---
<a id='coffee_preference'></a>

# Practice Control Flow on the Coffee Preference Data Set

### 1) Load Coffee Preference data from file and print.

The code to load in the data is provided below. 

The `with open(..., 'r') as f:` opens up a file in "read" mode (rather than "write") and assigns this opened file to `f`. 

We can then use the built-in `.readlines()` function to split the CSV file on newlines and assign it to the variable `lines`.

In [None]:
import random


In [None]:
# Open and read in the coffee preference data set. Note we are opening the file for reading only.
with open('../datasets/coffee-preferences.csv','r') as f:
    lines = f.readlines()

#### Iterate through `lines` and print them out.

In [None]:
for line in lines:
    print(line)

#### Print out just the `lines` object by typing "lines" in a cell and hitting `enter`.


In [None]:
lines

---

### 2) Remove the remaining newline `'\n'` characters with a `for` loop.

Iterate through the lines of the data and remove the unwanted newline characters.

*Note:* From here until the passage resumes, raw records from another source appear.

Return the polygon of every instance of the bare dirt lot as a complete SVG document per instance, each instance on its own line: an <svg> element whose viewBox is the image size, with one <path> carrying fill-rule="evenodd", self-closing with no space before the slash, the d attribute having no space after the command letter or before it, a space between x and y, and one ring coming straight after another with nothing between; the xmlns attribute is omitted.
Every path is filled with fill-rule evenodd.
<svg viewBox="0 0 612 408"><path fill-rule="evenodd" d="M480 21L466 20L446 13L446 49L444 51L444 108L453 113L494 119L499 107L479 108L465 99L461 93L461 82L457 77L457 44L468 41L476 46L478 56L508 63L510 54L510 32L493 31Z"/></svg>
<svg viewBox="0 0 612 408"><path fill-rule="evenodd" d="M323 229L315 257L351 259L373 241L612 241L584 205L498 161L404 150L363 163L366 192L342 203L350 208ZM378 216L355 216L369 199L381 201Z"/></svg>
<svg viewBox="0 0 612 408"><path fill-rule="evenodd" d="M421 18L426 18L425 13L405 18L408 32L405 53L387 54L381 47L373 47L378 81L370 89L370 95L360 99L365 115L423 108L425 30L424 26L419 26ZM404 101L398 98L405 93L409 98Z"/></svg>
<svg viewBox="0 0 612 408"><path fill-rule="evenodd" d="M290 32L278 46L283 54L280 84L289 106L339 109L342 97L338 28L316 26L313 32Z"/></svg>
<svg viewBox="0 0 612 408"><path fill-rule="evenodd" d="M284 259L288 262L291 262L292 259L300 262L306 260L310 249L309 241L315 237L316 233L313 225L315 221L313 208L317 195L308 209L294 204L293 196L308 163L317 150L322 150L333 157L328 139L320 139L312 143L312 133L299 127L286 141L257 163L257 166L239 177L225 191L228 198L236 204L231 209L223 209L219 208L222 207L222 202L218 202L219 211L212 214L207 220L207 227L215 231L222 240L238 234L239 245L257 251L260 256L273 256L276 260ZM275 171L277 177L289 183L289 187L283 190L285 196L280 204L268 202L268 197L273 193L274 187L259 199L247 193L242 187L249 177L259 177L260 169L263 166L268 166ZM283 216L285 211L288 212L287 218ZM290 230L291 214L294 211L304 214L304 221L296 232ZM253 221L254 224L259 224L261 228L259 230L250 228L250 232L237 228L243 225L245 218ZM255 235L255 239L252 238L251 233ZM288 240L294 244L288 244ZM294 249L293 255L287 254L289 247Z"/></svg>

**.replace('\n', '')** is a built-in string function that will take the substring you want to replace as its first argument and the string you want to replace it with as its second.

In [None]:
# create an empty list to hold our cleaned data.
cleaned_lines = []
for line in lines:
    cleaned_lines.append(line.replace('\n',''))

cleaned_lines

In [None]:
cleaned_lines = [line.strip('\n') for line in lines  ]
cleaned_lines

---

### 3) Split the lines into "header" and "data" variables.

The header is the first string in the list of strings. It contains our data's column names.

In [None]:
header = cleaned_lines[0]
data = cleaned_lines[1:]

In [None]:
header

---

### 4) Split the header and data strings on commas.

To split a string on the comma character, use the built-in **`.split(',')`** function. 

Split the header on commas, then print it. You can see that the original string is now a list containing items that were originally separated by commas.

In [None]:
# Split on commas:
header = header.split(',')
print(header)

split_data = []
for d in data:
    split_data.append(d.split(','))

In [None]:
split_data[:3]

---

### 5) Remove the "Timestamp" column.

We aren't interested in the "Timestamp" column in our data, so remove it from the header and data list.

Removing "Timestamp" from the header can be done with list functions or with slicing. To remove the header column from the data, use a `for` loop.

Print out the new data object with the timestamps removed.

In [None]:
# Remove Timestamp - just exclude the 1st element in the header and each row of data.
header = header[1:]

data_nots = []
for row in split_data:
    data_nots.append(row[1:])
    
data_nots

---

### 6) Convert numeric columns to floats and empty fields to `None`.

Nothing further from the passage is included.